Furthermore, addressing PMH in undergraduate medical training will not only facilitate a more holistic approach to our patients but will also help young doctors to understand the importance of systemic interventions at every level of prevention and treatment of mental disorders. Training can encourage the psychiatrists of tomorrow to look beyond their clinic room to the societies that perpetually influence their patients’ lives, and to recognise their own part in advocating and influencing change.

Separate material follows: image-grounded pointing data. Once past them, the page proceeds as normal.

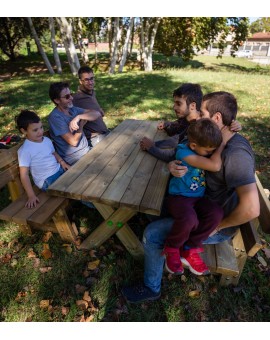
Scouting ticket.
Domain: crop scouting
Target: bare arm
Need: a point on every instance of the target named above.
(247, 209)
(25, 179)
(60, 160)
(211, 164)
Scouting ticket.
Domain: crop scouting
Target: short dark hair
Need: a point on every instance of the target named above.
(191, 92)
(84, 69)
(56, 89)
(25, 118)
(205, 133)
(223, 102)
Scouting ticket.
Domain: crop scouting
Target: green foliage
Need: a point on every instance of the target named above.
(185, 35)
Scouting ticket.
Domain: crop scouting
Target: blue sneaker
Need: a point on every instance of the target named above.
(139, 293)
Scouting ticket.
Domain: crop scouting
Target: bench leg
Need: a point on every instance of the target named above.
(67, 231)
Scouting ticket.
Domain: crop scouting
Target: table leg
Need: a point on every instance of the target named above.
(115, 223)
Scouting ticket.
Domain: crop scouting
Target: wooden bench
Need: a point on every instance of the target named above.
(50, 213)
(229, 258)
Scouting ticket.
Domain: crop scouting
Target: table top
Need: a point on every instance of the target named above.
(117, 172)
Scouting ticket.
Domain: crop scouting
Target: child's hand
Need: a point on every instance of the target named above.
(32, 202)
(161, 125)
(226, 134)
(146, 143)
(235, 126)
(64, 165)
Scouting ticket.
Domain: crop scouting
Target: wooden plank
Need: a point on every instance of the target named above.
(8, 175)
(22, 216)
(47, 210)
(251, 238)
(122, 178)
(264, 217)
(109, 227)
(115, 157)
(225, 257)
(67, 231)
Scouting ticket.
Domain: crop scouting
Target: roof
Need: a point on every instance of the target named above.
(260, 36)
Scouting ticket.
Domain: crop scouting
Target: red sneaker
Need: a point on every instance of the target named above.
(173, 263)
(192, 260)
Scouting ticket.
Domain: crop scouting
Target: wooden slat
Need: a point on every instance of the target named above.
(209, 257)
(225, 258)
(264, 217)
(8, 175)
(251, 238)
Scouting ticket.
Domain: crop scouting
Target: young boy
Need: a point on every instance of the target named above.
(195, 217)
(37, 154)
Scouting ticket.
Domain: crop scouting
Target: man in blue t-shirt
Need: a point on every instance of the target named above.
(66, 124)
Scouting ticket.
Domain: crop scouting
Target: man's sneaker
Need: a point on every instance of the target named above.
(139, 293)
(172, 263)
(192, 260)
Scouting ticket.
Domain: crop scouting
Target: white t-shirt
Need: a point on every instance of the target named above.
(39, 158)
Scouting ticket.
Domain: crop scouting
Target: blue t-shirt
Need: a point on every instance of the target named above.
(193, 183)
(59, 125)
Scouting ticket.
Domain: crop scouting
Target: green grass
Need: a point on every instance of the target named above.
(132, 94)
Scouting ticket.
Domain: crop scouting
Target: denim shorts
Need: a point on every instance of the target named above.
(48, 181)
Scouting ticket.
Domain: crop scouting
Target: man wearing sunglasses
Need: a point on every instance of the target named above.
(66, 124)
(85, 98)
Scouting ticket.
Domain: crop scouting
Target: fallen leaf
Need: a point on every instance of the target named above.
(267, 252)
(93, 265)
(82, 304)
(47, 236)
(65, 310)
(44, 304)
(80, 289)
(86, 296)
(31, 254)
(194, 293)
(45, 269)
(262, 261)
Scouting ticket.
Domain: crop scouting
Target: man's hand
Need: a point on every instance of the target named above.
(32, 202)
(146, 143)
(235, 126)
(176, 169)
(74, 124)
(161, 125)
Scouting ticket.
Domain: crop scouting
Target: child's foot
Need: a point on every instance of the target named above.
(173, 263)
(192, 260)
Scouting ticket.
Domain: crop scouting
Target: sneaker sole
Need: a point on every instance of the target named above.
(187, 265)
(171, 272)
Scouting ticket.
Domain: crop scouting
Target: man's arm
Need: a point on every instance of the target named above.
(247, 209)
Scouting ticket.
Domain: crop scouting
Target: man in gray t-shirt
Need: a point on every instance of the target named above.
(85, 98)
(66, 124)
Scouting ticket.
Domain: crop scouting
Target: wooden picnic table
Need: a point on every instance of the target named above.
(120, 180)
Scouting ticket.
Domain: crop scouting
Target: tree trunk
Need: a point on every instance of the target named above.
(66, 33)
(54, 46)
(40, 48)
(116, 39)
(81, 46)
(125, 48)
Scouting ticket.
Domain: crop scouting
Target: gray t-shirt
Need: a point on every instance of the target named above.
(238, 168)
(58, 126)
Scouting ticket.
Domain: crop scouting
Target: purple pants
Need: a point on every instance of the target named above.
(194, 220)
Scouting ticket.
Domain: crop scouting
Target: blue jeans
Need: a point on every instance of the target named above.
(48, 181)
(154, 238)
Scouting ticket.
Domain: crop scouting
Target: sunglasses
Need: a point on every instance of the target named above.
(67, 96)
(88, 79)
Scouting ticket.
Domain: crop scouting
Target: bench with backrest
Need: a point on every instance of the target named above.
(228, 258)
(50, 213)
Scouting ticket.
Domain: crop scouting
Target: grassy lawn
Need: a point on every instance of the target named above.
(34, 288)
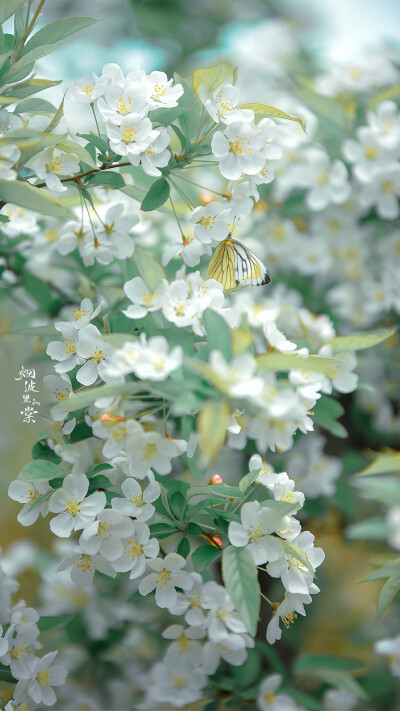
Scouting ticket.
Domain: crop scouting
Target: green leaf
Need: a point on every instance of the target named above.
(183, 548)
(218, 333)
(40, 470)
(326, 410)
(326, 107)
(239, 573)
(387, 594)
(264, 111)
(296, 552)
(248, 480)
(149, 269)
(106, 177)
(359, 341)
(212, 422)
(8, 8)
(5, 674)
(387, 571)
(35, 106)
(51, 622)
(81, 153)
(211, 77)
(156, 196)
(293, 361)
(203, 556)
(32, 198)
(382, 464)
(373, 529)
(58, 30)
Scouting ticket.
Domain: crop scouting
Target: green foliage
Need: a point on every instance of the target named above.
(239, 573)
(156, 196)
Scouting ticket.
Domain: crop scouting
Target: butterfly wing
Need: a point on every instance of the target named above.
(249, 270)
(222, 265)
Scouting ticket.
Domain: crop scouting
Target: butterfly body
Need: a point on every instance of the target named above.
(233, 265)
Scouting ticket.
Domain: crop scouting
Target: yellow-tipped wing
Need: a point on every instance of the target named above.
(234, 265)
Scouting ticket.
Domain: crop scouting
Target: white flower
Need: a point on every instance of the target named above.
(65, 352)
(105, 533)
(255, 532)
(232, 649)
(135, 550)
(178, 684)
(276, 338)
(390, 648)
(84, 566)
(239, 149)
(160, 91)
(75, 511)
(190, 251)
(51, 163)
(385, 121)
(327, 183)
(132, 136)
(44, 676)
(143, 299)
(296, 578)
(335, 699)
(19, 655)
(186, 644)
(156, 155)
(155, 361)
(382, 191)
(27, 493)
(92, 346)
(149, 450)
(268, 700)
(9, 155)
(121, 99)
(291, 604)
(212, 222)
(136, 502)
(238, 375)
(221, 103)
(366, 153)
(222, 618)
(168, 576)
(178, 307)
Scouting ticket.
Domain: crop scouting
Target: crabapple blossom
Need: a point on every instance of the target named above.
(255, 532)
(43, 677)
(136, 550)
(27, 493)
(74, 510)
(105, 533)
(51, 163)
(168, 575)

It’s an exciting time for PMH, which is being championed by the RCPsych, the European Psychiatric Association and the World Psychiatric Association. The RCPsych is working towards certified training in PMH, led by the College Dean, Professor Subodh Dave. I hope this momentum will be used to acknowledge PMH as an indispensable part of undergraduate and postgraduate psychiatry training, as well as being integrated into training for nurses, psychologists, social workers, public health workers and many other relevant professions. PMH, much like psychiatrists, cannot exist on a deserted island. It needs to be fueled by appropriate training, collaboration and a broad network to become the high speed train to support universal coverage of PMH interventions.
Dr Hanna Tu
Hanna is a CT-3 in Psychiatry at the South London and Maudsley NHS Foundation Trust, on a 1- year secondment from Psychiatry Training Scheme, Catholic University of Louvain, Belgium.